Round 2: ¿Quien gasta más en cuanto el cuido de su apariencia (peluquería, ropas, cremas)? Antes de dar mi veredicto como posible réferi de quien puede ser el o la posible ganador o ganadora de esta interrogante. A los hombres nos encanta que ellas vistan bien, se mantengan arregladas, que su ropa combine, que estén en el ultimo grito de la moda en correspondencia con la edad, el entorno laboral o circunstancial, la hora, en fin para que luzca brillante y usted señor se sienta orgullosa de su pareja, pero… a ellas también les gusta que usted luzca bien ¿entonces? Simplemente no se excluya, si los “reales” le alcanzan, haga lo mismo póngase a la par, no del gasto porque será muy difícil, de cuidar por su apariencia: Ganador del segundo round: ¿Empate?

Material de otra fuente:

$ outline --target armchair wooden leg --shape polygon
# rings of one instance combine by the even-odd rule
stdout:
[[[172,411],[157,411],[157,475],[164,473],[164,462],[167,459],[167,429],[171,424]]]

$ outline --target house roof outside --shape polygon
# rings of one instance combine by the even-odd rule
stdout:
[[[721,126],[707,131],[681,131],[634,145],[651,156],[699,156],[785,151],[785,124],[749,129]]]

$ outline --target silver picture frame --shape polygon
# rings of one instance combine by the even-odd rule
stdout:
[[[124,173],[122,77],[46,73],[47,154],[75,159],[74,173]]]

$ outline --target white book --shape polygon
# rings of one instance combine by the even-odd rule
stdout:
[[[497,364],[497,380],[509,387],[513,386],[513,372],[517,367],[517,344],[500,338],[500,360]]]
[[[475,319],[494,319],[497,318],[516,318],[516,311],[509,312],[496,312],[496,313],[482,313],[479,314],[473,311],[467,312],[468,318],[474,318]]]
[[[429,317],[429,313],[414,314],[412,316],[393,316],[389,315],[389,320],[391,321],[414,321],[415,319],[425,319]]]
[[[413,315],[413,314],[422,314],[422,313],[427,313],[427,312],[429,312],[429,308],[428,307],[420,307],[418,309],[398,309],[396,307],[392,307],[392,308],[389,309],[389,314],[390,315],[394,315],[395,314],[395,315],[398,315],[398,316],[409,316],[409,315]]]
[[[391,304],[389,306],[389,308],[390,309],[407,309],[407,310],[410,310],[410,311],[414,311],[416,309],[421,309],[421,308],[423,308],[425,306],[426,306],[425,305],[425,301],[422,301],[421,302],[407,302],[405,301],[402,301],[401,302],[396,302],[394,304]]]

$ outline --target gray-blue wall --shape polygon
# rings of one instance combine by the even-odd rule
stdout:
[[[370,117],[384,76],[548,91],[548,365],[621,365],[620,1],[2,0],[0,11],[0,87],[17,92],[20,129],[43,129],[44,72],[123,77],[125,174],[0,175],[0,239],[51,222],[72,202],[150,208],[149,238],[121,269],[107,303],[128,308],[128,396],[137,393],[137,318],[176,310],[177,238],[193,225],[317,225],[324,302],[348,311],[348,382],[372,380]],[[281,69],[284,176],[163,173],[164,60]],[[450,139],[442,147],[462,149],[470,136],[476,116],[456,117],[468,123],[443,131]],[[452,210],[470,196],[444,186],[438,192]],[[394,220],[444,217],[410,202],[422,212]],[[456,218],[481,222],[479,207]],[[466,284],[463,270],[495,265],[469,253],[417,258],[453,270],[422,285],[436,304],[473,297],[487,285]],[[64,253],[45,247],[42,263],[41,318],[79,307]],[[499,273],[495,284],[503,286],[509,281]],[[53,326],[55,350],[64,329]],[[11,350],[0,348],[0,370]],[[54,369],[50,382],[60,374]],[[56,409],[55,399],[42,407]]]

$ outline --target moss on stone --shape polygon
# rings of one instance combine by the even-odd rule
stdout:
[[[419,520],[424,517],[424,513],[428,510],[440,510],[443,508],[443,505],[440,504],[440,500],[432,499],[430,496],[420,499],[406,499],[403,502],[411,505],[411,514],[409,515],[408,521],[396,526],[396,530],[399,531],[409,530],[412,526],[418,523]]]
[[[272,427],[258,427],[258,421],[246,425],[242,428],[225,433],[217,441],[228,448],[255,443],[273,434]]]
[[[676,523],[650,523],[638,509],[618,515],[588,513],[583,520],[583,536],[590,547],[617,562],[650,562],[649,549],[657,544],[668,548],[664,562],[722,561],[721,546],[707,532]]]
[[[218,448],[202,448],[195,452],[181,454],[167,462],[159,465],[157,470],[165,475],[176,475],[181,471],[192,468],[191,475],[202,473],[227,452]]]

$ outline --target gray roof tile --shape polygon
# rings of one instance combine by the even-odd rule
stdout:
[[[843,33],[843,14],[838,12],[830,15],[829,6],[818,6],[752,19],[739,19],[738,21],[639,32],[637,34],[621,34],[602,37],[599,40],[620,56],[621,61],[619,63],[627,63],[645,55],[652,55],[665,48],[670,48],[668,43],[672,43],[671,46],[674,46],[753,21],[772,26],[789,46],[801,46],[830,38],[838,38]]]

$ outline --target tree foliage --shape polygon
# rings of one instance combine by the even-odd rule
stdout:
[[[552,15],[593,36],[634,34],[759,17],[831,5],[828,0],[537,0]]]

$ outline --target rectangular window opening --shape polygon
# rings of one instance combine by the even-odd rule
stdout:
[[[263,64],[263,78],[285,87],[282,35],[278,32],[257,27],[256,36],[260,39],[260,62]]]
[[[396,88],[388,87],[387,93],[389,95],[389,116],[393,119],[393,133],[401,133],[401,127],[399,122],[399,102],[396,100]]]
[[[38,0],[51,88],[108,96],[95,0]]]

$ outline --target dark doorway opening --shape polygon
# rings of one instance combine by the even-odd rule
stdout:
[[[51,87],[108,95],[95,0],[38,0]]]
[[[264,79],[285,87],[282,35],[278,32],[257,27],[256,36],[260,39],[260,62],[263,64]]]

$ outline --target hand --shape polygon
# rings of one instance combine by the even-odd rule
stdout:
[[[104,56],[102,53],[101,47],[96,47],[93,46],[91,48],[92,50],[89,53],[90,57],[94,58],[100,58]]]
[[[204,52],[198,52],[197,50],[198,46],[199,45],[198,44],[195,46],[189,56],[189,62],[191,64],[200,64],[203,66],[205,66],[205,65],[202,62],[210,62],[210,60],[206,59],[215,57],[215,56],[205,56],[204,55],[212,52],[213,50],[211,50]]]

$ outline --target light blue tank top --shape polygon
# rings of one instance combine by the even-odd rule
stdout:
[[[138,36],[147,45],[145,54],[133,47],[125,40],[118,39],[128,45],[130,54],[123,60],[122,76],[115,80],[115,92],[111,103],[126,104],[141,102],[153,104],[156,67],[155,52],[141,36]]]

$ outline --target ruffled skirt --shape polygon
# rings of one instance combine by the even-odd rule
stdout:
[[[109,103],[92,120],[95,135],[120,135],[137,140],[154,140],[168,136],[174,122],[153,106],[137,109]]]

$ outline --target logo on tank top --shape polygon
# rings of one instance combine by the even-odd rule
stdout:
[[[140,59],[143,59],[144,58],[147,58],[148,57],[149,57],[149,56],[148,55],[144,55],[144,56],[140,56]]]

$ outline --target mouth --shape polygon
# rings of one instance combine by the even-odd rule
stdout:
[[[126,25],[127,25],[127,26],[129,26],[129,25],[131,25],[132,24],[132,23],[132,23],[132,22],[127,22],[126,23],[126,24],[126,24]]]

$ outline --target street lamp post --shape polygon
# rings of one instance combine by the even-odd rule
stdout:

Round 3: Van de compras (ellas) y siempre regresan con algo para el hogar, un adorno de pared, una camisa para el hijo, unas chapas para la hija y ¿para nosotros? ¡Un pañuelo! Nada, como que si tuviéramos gripe constantemente. ¿Y el dinero? Se gasta, se gasta y se gasta. Ganador del tercer round: ¿Ganamos nosotros?

Indiscutiblemente el tema que tratamos hoy, conlleva a un problema muy real como parte de la cultura del machismo, en que quien tiene el dinero -como señal de poder– es el que manda y la problemática está en que hay muchas mujeres que aun lo aceptan y se lo permiten al sexo opuesto. Siempre les he dicho a mis estudiantes del sexo femenino “estudien, culminen su carrera, adquieran su trabajo y años después de estabilidad laboral y con una posición sólida financiera, vayan a la búsqueda de la constitución de una familia. “ Luego y creo que queda claro, que el dinero no es un elemento aislado, sino que a la hora en que dos personas decidan unirse en matrimonio o unión de hecho estable también será necesario organizarse en el ámbito de la economía del hogar, para construir una convivencia basada en la confianza, ya que de no lograrse podrá deteriorarse el vinculo entre la pareja.

Por cierto, ¿en su relación con su pareja, quien suele salir victorioso, o simplemente predomina el empate?